'Ridiculous': Syrians reject call to return and fight
Maazen Hassoun laughed when he saw the Syrian embassy in Berlin had called for citizens abroad to “clarify” their status, return to the country and join the army.
The announcement on a poster outside the mission in the German capital spread quickly among Syrians on social media on Tuesday. It promised Syrians they would be able to return regardless of whether they had left “illegally or legally”, or completed their military service.
“It was really ridiculous," Hassoun, a Syrian journalist living in Germany, told Middle East Eye. "They are asking people to go back to Syria. Did they forget people fled because of them? They are telling the people to come back home but actually there’s no Syria any more.”
President Bashar al-Assad is reasserting his control over the country as his forces retake rebel-held strongholds. The government’s recapture of southwestern Syria led to hundreds of thousands being displaced in recent months and another offensive on northern Idlib province could force another 700,000 from their homes, the UN warned on Wednesday.
But even with so many still displaced, the Syrian government has recently increased its calls for refugees to return to the country.
For many Syrians such as Hassoun, who have not completed compulsory military service, the idea of “settling” their military status holds no appeal, its implications made obvious by the immediate drafting of former rebels as conscripts in the Syrian army after their surrender to Assad’s forces.
“People, for example, in Eastern Ghouta are doing their military service, but what kind of military service are they doing?” said Hassoun. “No human can do such a thing. No one will willingly join this army. I can’t imagine bombing the city and destroying and looting and committing war crimes.”
The government has increasingly sought to portray the country as safe for the more than 5.6 million registered Syrian refugees to return to, but the numbers returning are small. Only 3,000 refugees in northern Lebanon signed up to return to the district of Qalamoun, despite ever-increasing pressure on them to leave the country. Not all who signed up were accepted for repatriation either, with some families ending up divided because only the women were allowed to return.
In reality, the military service the Syrian government has asked refugees to complete is a major reason many are scared to return.
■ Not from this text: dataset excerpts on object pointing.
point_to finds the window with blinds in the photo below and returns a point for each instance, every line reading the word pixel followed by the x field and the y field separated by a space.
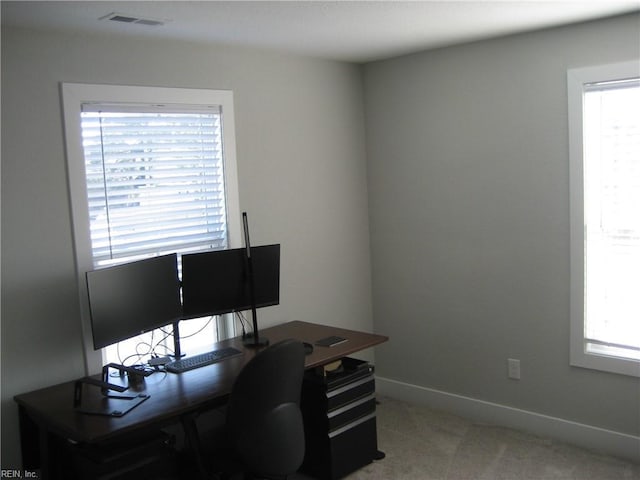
pixel 604 135
pixel 151 170
pixel 611 122
pixel 155 181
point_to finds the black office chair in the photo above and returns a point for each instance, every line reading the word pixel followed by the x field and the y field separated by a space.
pixel 264 433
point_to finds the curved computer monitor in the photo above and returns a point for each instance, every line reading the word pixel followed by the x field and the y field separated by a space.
pixel 218 282
pixel 129 299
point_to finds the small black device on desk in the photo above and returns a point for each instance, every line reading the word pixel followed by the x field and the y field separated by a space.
pixel 201 360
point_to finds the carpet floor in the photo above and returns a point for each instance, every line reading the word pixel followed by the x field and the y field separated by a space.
pixel 424 444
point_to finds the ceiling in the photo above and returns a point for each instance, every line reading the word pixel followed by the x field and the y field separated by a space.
pixel 354 31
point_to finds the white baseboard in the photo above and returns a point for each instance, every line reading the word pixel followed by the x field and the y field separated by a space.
pixel 594 438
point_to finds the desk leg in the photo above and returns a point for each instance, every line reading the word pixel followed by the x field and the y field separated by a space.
pixel 193 442
pixel 34 443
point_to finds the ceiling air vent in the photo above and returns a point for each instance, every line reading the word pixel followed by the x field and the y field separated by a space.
pixel 119 17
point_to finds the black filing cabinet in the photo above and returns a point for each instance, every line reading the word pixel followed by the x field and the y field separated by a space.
pixel 339 411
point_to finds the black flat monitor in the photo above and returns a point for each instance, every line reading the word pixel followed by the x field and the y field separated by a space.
pixel 129 299
pixel 217 282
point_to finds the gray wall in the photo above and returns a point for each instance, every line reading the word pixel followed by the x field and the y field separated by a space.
pixel 301 161
pixel 469 216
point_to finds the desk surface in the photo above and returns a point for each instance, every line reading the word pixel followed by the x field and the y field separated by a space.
pixel 172 395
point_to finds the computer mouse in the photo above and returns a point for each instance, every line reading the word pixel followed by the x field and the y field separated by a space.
pixel 308 348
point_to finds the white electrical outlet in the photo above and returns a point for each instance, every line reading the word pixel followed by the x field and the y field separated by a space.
pixel 513 368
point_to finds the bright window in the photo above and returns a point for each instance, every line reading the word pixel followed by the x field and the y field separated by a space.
pixel 151 171
pixel 604 113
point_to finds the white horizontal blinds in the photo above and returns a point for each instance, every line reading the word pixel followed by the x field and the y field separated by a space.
pixel 612 216
pixel 155 180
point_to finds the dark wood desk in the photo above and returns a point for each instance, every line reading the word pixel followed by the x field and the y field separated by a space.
pixel 49 411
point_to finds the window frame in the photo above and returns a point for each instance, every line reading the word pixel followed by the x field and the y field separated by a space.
pixel 577 78
pixel 74 95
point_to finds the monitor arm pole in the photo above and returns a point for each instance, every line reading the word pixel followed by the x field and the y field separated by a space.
pixel 254 340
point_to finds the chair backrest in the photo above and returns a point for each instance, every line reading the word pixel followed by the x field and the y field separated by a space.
pixel 263 416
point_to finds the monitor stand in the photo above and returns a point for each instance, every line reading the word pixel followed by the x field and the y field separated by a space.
pixel 252 339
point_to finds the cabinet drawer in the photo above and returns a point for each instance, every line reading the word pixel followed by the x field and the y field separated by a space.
pixel 351 412
pixel 350 392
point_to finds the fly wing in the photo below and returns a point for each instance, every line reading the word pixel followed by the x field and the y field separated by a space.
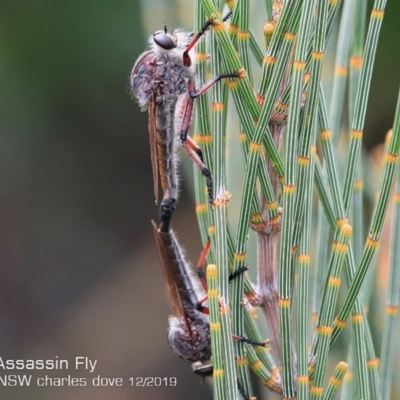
pixel 170 283
pixel 153 144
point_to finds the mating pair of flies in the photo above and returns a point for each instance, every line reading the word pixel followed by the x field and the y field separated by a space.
pixel 163 82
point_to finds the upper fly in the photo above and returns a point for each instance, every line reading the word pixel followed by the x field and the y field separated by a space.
pixel 159 77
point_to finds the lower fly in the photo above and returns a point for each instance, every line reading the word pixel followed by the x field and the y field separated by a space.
pixel 189 328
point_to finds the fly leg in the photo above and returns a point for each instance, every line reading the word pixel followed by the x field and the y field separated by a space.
pixel 190 146
pixel 186 58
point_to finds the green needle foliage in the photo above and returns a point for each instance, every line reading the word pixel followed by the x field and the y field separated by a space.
pixel 300 204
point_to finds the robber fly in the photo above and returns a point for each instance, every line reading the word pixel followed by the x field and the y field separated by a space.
pixel 189 328
pixel 162 77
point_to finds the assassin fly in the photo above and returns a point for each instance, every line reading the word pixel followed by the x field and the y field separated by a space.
pixel 163 82
pixel 189 328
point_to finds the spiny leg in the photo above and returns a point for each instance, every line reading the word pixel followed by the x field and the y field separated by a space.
pixel 186 58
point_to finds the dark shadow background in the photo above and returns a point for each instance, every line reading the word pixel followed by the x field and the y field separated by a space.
pixel 79 273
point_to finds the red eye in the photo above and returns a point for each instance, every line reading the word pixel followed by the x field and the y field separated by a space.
pixel 163 40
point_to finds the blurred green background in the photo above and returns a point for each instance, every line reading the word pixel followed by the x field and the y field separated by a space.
pixel 79 275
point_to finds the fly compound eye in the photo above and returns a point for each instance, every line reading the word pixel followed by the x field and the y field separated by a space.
pixel 164 40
They do not want to be involved in the war.
A report by for Norway's immigration authorities said draft evasions had become the main reason for young men fleeing the country.
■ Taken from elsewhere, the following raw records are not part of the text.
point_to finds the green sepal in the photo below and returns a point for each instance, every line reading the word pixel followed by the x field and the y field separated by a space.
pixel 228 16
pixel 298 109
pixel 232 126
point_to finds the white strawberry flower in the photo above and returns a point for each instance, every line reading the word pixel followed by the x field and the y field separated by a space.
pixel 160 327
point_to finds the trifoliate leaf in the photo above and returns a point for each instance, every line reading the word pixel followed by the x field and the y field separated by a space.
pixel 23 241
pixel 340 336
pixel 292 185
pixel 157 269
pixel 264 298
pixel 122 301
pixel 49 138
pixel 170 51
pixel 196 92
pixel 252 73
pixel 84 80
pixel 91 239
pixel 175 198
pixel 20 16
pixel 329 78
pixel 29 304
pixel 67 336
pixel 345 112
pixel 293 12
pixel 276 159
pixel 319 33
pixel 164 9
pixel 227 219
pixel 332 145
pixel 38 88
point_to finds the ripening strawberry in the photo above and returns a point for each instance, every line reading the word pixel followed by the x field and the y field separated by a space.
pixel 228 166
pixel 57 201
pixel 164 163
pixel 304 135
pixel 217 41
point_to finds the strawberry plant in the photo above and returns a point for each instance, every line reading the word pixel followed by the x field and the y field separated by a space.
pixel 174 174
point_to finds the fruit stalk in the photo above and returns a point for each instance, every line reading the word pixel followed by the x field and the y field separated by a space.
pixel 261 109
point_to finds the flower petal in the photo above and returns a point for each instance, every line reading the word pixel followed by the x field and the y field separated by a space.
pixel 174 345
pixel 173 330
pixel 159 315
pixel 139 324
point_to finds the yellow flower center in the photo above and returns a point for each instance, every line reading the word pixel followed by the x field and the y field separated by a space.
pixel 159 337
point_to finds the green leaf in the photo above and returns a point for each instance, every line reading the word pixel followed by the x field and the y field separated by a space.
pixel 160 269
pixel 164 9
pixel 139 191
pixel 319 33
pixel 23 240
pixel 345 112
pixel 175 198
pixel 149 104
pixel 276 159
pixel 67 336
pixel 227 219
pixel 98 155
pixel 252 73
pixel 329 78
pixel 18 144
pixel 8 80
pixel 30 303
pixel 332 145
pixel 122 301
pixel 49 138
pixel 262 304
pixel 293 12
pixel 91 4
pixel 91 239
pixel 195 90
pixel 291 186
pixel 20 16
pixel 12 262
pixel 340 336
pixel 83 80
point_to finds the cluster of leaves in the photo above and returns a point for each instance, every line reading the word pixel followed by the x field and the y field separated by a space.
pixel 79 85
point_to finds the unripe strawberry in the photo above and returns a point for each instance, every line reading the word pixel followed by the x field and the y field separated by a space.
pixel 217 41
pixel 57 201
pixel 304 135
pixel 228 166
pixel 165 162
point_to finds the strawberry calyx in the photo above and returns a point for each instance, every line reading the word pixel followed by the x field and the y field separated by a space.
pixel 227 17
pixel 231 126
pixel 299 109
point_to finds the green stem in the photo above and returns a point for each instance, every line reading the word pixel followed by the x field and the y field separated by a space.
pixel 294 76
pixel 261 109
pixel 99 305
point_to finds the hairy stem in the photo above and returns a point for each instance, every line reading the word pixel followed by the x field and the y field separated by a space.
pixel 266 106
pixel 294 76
Hassan al-Kontar, a Syrian who has spent more than six months living in a Malaysian airport because he was turned away from several countries and refuses to return to Syria to serve in the army, said the wording in the Berlin embassy's announcement was vague.
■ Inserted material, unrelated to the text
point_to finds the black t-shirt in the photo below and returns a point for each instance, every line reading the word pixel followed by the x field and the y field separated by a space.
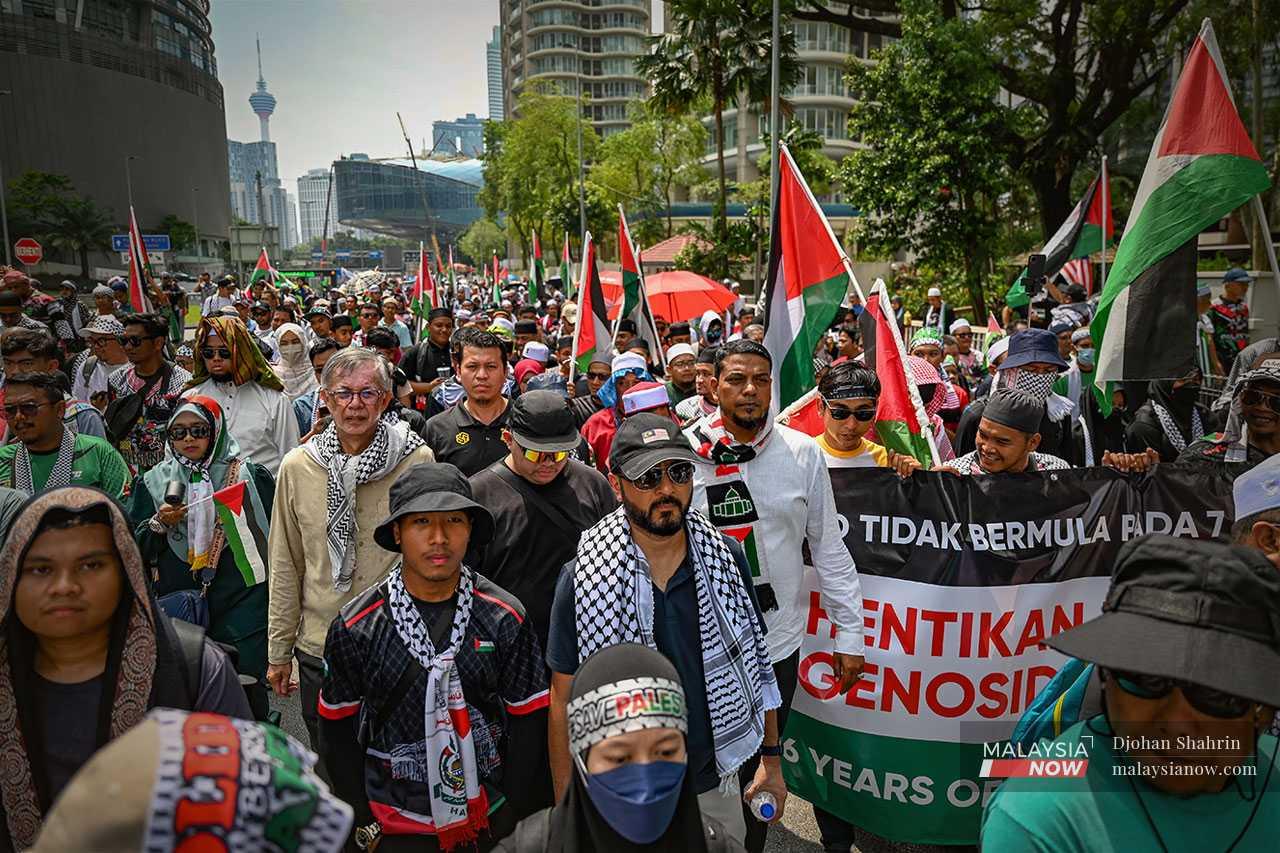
pixel 676 634
pixel 528 548
pixel 460 439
He said the offer for those who had not done their military service to "settle" their status was "too good to be true".
"They may remove the fine or the punishment but we still need to serve," Kontar said. "Once we do that, they will have 100 percent control over us and they may break their promises."
In reality, he felt no Syrians who had left the country would have any faith in government promises for a safe return.
"They are just trying to show other nations that they are trying to solve the refugee issues, so they will break their isolation with the international community."